Alarmingly, the impacts of climate change are already apparent in Mongolia, with the country experiencing an increase in average annual temperature of more than 2°C over the past 70 years. According to the "Mongolia: Assessment Report on Climate Change 2009", Climate change models predict that the Gobi Desert, located in the south of Mongolia, will continue its inexorable creep towards the boreal forests in the north.
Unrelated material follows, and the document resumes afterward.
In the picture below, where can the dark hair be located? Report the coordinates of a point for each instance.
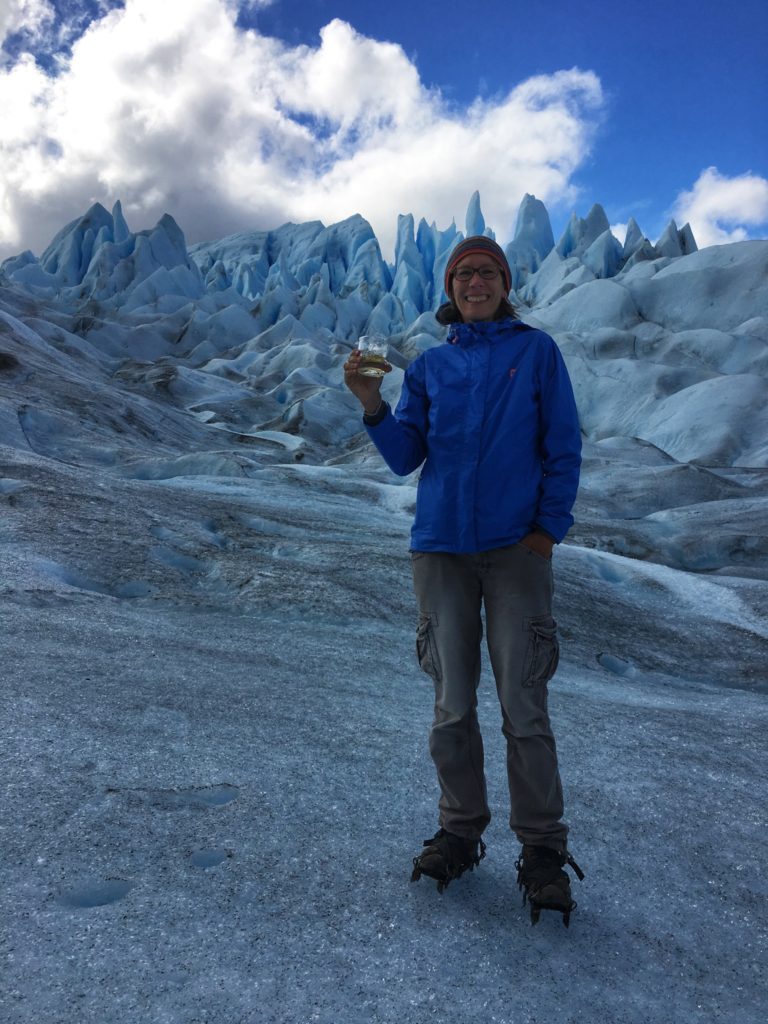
(449, 313)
Recognizing the importance of adaptation for Mongolia, the UN-REDD Programme mission was also arranged to coincide with the German Agency for International Cooperation's ‘Second Conference on Climate Change Adaptation’ held in Ulaanbaatar on 17-18 November 2011, where the UN-REDD Programme and UNDP Mongolia gave a presentation entitled, focusing on how REDD+ can assist Mongolia with climate change adaptation.
The UN-REDD Programme team is supported by the UNDP Country Office in Mongolia. The Programme's work in Mongolia is funded by the Government of Japan through the UN-REDD Programme’s Tier 2 programme.